For Ansible config files use file mounts.
Bind Mount
volumes:
- "{{ nginx_data_dir }}/:/etc/nginx/conf.d/:ro"
Guidelines
Every role folder must contain a README.md
file.
Mark fix-me-comments with # FIXME: <your text>
.
Naming
Template for role vars:
# Basics:
# Url to Docker repsitory
ROLENAME_image: URL
ROLENAME_hostname: SHORTNAME + COUNTER
ROLENAME_port:
ROLENAME_volume_name: SHORTNAME_data + COUNTER
ROLENAME_data_dir: /usr/share/SHORTNAME + COUNTER
# Database connection:
ROLENAME_db_type: mysql
ROLENAME_db_user:
ROLENAME_db_password: "{{ vault_ROLENAME_db_password }}"
ROLENAME_db_hostname:
ROLENAME_db_name:
# Credentials user:
ROLENAME_user:
ROLENAME_password: "{{ vault_ROLENAME_password }}"
# Credentials admin:
ROLENAME_admin_user:
ROLENAME_admin_password: "{{ vault_ROLENAME_admin_password }}"

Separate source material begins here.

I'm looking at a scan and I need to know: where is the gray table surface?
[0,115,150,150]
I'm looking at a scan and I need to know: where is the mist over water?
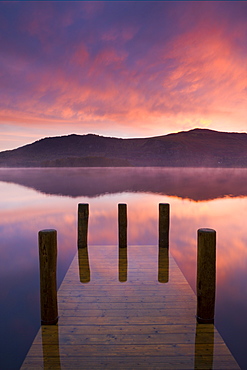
[0,168,247,369]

# Named database connection:
ROLENAME_postgres_hostname:
ROLENAME_postgres_user:
ROLENAME_postgres_password: "{{ vault_ROLENAME_postgres_password }}"
# SMTP
ROLENAME_smtp_hostname:
ROLENAME_smtp_auth:
ROLENAME_smtp_secure:
ROLENAME_smtp_port:
ROLENAME_smtp_domain:
ROLENAME_smtp_from:
ROLENAME_smtp_username:
ROLENAME_smtp_password:
Role names must be lower case and may contain a -
.
Role and Tags
Roles can have multiple tags.
example one tag
To define a Postgres role, you would:
- Create role
postges
- Assign the tag
postgres
- Create a task file
postgres.yml
example multiple tags
To define a Nginx role with a config tag, you would:
- Create role
nginx
- Assign the tags
nginx
andnginx_config
- Create the task files
nginx.yml
andnginx_config.yml
In the main.yml
you would include the tasks as followed:
- name: "Include {{ role_name }} config tasks"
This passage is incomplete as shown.